How I Built a Fully Automated News Aggregator That Actually Works.
Everyone’s talking about AI like it’s a magic box. Ask a question, get an answer, call it a day. But if you want to build something that actually runs without breaking, scales without drama, and doesn’t cost more than your rent — you need more than prompts. You need architecture.
Here’s what I built.
I run a fully autonomous AI-driven news aggregator. Every day, it pulls in 150–175 articles from Google and various RSS feeds. It scrapes full pages (with fallback logic to Node.js and Puppeteer when things get weird), deduplicates them in two stages — fast local similarity filtering using Levenshtein in Node.js, followed by semantic deduplication using GPT-4o-mini to catch paraphrased overlap and fluff.
Each article is summarized using GPT-4.1, because that model gives the cleanest, most coherent extracts — even if it’s a bit pricier.

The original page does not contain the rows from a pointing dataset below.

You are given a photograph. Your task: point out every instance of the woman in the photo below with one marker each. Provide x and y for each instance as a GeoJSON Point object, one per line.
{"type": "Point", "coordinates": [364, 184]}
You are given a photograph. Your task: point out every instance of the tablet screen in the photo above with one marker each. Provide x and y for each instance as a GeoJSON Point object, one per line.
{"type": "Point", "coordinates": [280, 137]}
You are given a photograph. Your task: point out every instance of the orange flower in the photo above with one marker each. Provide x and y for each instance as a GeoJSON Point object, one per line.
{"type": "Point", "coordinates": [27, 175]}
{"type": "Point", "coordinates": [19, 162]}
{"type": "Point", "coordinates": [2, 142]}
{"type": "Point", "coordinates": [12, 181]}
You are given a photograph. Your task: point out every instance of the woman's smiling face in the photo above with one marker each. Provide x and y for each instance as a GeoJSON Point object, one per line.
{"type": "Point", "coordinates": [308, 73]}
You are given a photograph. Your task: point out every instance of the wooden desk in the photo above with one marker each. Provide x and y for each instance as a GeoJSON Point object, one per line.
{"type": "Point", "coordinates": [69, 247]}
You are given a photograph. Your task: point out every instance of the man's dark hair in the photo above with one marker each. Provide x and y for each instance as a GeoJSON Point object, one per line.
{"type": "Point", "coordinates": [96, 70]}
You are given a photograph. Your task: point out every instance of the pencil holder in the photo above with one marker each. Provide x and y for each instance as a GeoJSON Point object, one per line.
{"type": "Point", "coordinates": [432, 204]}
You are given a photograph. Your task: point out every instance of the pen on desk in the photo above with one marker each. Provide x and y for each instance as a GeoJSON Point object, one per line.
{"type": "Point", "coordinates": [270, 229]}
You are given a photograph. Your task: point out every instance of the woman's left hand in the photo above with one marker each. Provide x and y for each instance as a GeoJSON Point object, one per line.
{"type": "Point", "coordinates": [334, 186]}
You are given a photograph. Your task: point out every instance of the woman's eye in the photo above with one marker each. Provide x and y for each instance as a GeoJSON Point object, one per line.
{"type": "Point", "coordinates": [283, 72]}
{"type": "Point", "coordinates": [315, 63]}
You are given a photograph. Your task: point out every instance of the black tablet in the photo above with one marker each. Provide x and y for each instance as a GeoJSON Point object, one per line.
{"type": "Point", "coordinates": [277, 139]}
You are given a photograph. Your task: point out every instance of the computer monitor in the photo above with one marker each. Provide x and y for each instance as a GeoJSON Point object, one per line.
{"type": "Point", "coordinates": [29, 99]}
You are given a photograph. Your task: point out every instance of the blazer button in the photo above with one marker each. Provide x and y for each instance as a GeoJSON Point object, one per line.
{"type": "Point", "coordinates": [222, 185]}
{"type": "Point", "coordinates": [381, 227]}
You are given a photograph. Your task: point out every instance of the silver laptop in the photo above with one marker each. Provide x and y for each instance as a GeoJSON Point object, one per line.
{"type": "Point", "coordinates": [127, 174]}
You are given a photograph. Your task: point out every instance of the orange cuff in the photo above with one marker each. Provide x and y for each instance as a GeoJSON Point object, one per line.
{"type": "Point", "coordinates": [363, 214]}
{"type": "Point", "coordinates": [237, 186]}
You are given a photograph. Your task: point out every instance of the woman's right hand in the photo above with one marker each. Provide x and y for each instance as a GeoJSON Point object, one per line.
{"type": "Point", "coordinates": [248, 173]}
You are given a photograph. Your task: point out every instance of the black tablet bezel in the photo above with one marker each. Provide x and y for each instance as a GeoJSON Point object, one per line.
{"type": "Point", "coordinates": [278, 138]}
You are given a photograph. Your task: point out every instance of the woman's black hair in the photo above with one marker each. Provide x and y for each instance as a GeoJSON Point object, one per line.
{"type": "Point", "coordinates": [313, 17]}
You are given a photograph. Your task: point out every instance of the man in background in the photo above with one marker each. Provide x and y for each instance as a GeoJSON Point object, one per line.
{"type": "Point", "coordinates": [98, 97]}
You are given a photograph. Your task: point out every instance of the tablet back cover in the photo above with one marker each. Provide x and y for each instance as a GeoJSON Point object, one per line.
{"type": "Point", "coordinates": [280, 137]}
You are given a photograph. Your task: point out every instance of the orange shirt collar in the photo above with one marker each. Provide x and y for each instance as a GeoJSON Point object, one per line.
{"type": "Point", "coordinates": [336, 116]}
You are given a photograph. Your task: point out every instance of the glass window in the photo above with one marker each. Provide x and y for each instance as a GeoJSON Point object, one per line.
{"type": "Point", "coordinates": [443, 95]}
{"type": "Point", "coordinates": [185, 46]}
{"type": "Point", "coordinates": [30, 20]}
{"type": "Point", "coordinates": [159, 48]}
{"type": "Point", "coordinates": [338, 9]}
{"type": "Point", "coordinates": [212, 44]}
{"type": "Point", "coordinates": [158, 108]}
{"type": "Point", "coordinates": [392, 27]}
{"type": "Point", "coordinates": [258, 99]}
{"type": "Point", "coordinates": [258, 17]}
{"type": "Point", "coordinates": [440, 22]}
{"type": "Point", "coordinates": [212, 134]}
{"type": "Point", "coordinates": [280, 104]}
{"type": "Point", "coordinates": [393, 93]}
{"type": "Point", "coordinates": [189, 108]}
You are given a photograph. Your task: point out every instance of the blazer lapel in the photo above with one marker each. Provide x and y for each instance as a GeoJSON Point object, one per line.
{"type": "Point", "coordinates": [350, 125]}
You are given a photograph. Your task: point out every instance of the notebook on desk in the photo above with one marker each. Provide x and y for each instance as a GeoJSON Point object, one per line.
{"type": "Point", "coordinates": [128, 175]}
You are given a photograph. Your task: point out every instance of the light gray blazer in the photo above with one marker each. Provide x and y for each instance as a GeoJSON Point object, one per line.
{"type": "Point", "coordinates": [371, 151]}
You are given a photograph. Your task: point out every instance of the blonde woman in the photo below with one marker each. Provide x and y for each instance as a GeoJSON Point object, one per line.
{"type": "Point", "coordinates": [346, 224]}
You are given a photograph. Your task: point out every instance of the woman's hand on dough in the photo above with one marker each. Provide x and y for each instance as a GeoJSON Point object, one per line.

Then, each summary is scored for importance using GPT-4o — cheaper, faster, and more than good enough for classification tasks.
Only articles above a certain threshold make the cut. Those get pushed to WordPress with a symbolic image generated by DALL·E 3, themed to the content. Every component writes to a central MariaDB database, which acts as the system’s source of truth. Each stage moves data forward in a controlled, restartable flow — with full fallback handling and zero need to rerun the whole thing when something fails.
This isn’t a bunch of prompts duct-taped together. It’s a layered, resilient automation system — and every layer uses the right tool for the job.
Not the cheapest model.
Not the most hyped model.
The one that fits the task.
Models used as of May 2025:
Summarization needs precision? Use GPT-4.1
Deduplication in AI? Use gpt-4o-mini
Scoring needs speed? Use 4o
Image needs visual flair? Use DALL·E 3.
Scraping needs fallback? Use code, not hope.
That’s the difference between playing with AI and actually engineering it.
The whole thing costs around $20–25/month to run. It publishes 10–20 articles a day, entirely unsupervised, and if something breaks, I can restart at any step with zero data loss.
So next time someone shows off their “AI pipeline,” ask them this:
-
Are you using the right model, or just the cheapest one?
-
Can your system recover from failure without a human?
-
Is it a toy, or is it an actual layer in your stack?
AI isn’t magic. It’s tools, tuned for purpose, arranged with intent.